Park Hae-il, Decision to Leave


However, the most distinctive feature of Decision to Leave is its playing about with the senses, offering disturbing concepts and images. Remember Old Boy stuffing a live squid into his mouth.

This is set up by discovering the corpse with a close-up of the ant crawling on its dead eye. We actually had that last week in Night of the 12. It would be interesting to know whether one was a copy or whether both films picked up a concept that’s circulating in the way that we’ve just had a wave of movie ass wipings after Benedetta.

The device peaks in the scene where the lead prepares a meal for his suspect while discussing the order in which insects attack a dead body, with off-putting crime scene insets. The decline of trust between the leads is indicated by the gourmet Bento boxes he used to supply her during interrogations (his partner was jealous) being replaced by a Pluto Pup battered frankfurter with ketchup in cardboard.
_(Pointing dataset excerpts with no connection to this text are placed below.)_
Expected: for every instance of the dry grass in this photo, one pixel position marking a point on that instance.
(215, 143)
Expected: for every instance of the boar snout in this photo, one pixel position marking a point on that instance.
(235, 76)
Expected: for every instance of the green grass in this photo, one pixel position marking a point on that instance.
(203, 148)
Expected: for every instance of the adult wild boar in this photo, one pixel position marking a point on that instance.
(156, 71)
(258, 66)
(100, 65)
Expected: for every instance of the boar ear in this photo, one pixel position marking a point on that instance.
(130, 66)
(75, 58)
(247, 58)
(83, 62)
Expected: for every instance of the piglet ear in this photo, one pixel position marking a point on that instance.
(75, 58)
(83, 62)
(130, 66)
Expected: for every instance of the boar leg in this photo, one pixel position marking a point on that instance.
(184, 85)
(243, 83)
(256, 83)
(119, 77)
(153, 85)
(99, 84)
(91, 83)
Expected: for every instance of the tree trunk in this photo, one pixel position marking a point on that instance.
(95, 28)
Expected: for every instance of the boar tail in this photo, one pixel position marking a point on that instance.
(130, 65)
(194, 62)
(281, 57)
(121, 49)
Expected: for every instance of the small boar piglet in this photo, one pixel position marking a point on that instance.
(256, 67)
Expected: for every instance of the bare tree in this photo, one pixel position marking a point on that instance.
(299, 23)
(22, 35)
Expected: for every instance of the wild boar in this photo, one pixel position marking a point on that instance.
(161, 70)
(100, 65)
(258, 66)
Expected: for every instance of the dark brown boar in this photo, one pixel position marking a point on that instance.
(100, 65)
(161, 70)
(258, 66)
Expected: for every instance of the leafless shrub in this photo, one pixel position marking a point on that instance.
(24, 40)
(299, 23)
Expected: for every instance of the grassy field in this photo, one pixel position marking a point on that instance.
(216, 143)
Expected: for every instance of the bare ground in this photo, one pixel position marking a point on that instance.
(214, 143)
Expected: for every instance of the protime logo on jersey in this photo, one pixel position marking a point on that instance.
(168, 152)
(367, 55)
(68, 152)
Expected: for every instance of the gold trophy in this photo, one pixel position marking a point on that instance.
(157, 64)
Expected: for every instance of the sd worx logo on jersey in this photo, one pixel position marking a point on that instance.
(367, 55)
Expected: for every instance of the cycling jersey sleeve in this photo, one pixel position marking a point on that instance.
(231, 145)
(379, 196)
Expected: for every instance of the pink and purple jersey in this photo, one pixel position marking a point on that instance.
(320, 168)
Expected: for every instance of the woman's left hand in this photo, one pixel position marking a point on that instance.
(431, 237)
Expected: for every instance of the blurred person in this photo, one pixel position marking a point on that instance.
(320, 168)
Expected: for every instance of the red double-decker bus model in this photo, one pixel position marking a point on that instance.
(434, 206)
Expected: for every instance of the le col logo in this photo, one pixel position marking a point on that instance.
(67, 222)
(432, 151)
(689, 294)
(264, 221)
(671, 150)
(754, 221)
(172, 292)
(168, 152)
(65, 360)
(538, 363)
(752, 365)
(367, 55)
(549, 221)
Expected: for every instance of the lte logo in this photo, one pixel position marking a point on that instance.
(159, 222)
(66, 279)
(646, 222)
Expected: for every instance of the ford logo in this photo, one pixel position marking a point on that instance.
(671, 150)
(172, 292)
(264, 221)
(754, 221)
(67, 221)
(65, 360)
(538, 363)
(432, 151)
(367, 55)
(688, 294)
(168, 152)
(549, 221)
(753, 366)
Then there are the soft-shelled turtles.


The film’s plot plunders Vertigo, Double Indemnity, Body Heat and The Postman Always Rings Twice. The sometimes misleading assumptions set up when the audience recognises those are part of the dynamic. Restaging the dash to the crime is better here than it was in Lelouche’s 1975 Le chat et la souris, with the two mountain climbs intercut stylishly. We get ambiguity amok. All the overseas critics lost track of the switched cell phones. Decision to Leave works off our fluctuating assessment of the Tang Wei character and backs its style and narrative with superior craftsmanship. 

Even while the audience aren’t sure what is happening, the film keeps them hanging. It’s only after two and a quarter hours, when things are explained while waves break on the beach,  that conviction wanes. Till then it’s been the full suspense movie trip.